# Buying Meat Rabbits



## OSUman (Apr 13, 2010)

At my TSC they have rabbits that they say are dutch mix but they look really big from the ones they had before and i am wondering if $16 is a decent price for a meat rabbit?  Also what do you feed meat rabbits? just rabbit feed and alfalfa?


----------



## HeatherM (Apr 14, 2010)

Personally, I wouldn't go for a Dutch if you are looking for a meat rabbit. We got our first Californians for $10 a piece. Californians and New Zealands, or crosses of the two would make good meat rabbits. 

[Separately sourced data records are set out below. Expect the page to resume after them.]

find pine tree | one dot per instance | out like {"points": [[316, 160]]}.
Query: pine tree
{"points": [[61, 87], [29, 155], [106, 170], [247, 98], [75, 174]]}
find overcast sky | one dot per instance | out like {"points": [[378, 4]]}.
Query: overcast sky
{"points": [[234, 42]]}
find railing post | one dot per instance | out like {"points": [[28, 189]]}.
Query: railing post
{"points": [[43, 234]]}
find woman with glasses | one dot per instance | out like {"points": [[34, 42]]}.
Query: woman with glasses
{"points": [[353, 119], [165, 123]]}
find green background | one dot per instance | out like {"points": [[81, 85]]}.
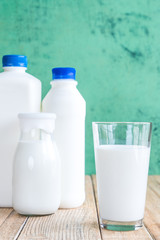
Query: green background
{"points": [[113, 44]]}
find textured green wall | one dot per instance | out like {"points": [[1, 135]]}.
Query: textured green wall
{"points": [[113, 44]]}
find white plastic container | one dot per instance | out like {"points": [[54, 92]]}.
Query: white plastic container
{"points": [[19, 92], [36, 166], [70, 108]]}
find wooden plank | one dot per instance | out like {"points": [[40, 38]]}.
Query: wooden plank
{"points": [[71, 224], [141, 234], [11, 226], [152, 212], [4, 213]]}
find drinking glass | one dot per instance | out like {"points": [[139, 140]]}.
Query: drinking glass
{"points": [[122, 152]]}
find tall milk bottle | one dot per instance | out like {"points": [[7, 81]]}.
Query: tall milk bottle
{"points": [[70, 108], [19, 92]]}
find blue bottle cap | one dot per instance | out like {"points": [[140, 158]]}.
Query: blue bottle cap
{"points": [[14, 61], [63, 73]]}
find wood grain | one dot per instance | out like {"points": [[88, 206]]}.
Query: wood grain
{"points": [[152, 212], [4, 213], [11, 226], [141, 234], [72, 224]]}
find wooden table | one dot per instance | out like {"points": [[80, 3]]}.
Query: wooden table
{"points": [[81, 223]]}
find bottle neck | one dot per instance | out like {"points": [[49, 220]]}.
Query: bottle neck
{"points": [[64, 83], [14, 69]]}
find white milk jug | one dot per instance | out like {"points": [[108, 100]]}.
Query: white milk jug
{"points": [[19, 92], [70, 108], [36, 166]]}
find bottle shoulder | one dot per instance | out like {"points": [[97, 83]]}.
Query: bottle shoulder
{"points": [[22, 78], [55, 94], [64, 102]]}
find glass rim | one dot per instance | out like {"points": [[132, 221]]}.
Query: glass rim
{"points": [[133, 123]]}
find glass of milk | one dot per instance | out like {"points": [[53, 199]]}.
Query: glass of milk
{"points": [[122, 152]]}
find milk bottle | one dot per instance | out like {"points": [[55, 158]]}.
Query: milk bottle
{"points": [[19, 92], [36, 166], [69, 106]]}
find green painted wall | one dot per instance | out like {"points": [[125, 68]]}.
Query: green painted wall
{"points": [[114, 45]]}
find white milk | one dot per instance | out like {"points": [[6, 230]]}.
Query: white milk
{"points": [[36, 178], [69, 106], [19, 92], [122, 172]]}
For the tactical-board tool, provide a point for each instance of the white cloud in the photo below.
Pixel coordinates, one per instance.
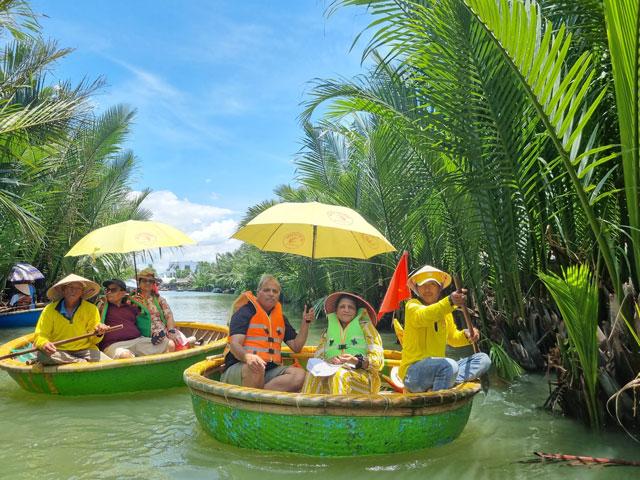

As far as feeding pellets are good, and they can have alfalfa, but grass is less rich so they'll do better with grass hay.


----------



## OSUman (Apr 14, 2010)

ok i dont think that they were dutch mixes cause they looked bigger then the ones they had before.


----------



## jfell (Apr 14, 2010)

Are you looking for the meat rabbits for food for yourself or show quality??  I would think $16 is a little pricey for a meat rabbit.  I just bought 5 meat rabbits for $50.  They are used for breeding and I sell the kits to a local resteraunt when they hit 5 lbs for $10. (thats skinned and quartered).  These are New Zealands so again I think that sounds a little much for a mix.


----------